Advisers to Prime Minister Junichiro Koizumi last month recommended that women and their children be given equal rights to inherit the throne, urging a break with ancient tradition to avoid a looming succession crisis.
The panel also recommended that the first-born child - whether girl or boy - should become heir.
No royal boys have been born in four decades and debate over whether to revise the succession law intensified after Crown Princess Masako gave birth to Aiko, her first and only child, after nearly eight years of marriage to Crown Prince Naruhito.
Seventy-three percent of respondents to a poll by the Yomiuri newspaper backed allowing a female to ascend the throne, while 60 percent also agreed a reigning empress\'s children should inherit.

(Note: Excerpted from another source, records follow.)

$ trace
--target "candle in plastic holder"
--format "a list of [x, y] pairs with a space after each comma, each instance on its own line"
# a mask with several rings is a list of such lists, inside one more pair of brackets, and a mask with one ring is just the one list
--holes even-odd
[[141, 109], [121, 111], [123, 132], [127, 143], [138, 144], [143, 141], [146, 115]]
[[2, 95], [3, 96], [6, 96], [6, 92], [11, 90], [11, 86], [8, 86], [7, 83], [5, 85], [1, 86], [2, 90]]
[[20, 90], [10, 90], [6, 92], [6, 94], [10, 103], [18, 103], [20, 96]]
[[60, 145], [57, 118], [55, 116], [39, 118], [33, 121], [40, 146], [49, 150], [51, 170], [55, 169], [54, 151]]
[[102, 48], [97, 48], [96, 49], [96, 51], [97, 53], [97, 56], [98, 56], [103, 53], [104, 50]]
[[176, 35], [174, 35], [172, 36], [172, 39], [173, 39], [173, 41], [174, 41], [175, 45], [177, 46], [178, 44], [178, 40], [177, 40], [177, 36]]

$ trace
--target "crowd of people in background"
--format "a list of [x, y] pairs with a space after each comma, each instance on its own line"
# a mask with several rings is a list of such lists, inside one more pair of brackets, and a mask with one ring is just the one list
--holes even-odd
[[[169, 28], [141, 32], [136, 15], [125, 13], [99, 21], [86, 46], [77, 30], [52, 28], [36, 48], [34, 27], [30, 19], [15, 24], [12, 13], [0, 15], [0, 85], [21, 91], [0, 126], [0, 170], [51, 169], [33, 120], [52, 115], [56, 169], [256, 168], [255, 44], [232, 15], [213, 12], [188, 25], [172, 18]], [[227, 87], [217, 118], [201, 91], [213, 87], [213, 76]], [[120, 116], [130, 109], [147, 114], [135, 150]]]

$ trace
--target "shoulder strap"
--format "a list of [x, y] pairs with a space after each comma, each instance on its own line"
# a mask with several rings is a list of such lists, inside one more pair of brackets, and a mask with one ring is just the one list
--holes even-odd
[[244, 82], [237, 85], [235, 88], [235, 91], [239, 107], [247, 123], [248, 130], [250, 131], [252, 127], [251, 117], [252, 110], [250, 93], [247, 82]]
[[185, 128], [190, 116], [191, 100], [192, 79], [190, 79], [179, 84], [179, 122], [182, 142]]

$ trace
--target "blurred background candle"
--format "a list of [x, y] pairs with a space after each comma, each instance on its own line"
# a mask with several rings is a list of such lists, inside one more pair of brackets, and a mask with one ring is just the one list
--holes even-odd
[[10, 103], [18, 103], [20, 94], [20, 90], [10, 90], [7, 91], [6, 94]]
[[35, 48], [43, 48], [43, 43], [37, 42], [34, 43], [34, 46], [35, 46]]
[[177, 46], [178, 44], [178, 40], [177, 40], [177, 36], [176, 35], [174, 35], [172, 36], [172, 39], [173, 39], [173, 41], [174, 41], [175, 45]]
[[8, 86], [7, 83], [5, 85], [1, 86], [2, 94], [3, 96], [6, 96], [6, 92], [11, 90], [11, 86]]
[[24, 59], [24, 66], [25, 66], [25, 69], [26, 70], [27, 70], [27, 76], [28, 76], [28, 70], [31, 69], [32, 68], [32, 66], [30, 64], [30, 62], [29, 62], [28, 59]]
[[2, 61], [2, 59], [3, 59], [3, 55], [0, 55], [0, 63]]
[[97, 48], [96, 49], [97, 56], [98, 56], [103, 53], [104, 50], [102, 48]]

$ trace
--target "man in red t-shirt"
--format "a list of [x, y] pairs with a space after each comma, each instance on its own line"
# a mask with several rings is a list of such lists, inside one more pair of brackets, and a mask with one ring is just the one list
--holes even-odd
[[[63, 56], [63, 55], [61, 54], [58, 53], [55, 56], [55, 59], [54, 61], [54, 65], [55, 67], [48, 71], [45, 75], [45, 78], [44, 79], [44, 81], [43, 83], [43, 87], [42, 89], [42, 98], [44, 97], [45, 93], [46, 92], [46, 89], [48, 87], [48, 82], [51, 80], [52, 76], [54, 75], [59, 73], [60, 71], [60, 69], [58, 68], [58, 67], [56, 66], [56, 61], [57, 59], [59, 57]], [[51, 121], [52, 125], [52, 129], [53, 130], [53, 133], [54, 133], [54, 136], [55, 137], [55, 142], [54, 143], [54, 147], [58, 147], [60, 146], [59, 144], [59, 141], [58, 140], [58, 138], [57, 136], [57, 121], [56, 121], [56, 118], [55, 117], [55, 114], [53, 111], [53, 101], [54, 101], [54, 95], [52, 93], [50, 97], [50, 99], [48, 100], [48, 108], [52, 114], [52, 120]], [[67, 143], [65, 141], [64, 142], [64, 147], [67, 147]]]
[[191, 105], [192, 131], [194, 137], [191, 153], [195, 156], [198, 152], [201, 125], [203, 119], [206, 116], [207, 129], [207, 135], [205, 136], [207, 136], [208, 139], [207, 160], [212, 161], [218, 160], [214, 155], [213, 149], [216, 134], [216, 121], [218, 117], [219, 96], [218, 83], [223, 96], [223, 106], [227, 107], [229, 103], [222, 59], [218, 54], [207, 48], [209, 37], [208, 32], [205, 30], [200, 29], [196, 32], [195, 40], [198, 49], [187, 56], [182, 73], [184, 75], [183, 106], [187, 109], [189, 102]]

But 41 percent said males should take precedence over females regardless of birth order, compared with 37 percent who wanted the first-born child to succeed regardless of gender.
A similar poll by the daily Mainichi newspaper showed 54 percent in favor of a first-born heir against 39 percent who wanted a male to succeed even if he had an older sister.
A 1947 law limits Japan\'s imperial succession to males descended from an emperor, and conservatives are keen to maintain a male line they believe stretches back more than 2,000 years.
Japan has had eight reigning empresses, the last in the 18th century, but none passed the throne on to her own children.
The divide in public opinion could breathe life into efforts by conservatives to give royal males priority over females when legal revisions to the succession law are submitted to parliament in a session beginning in January, royal watchers said.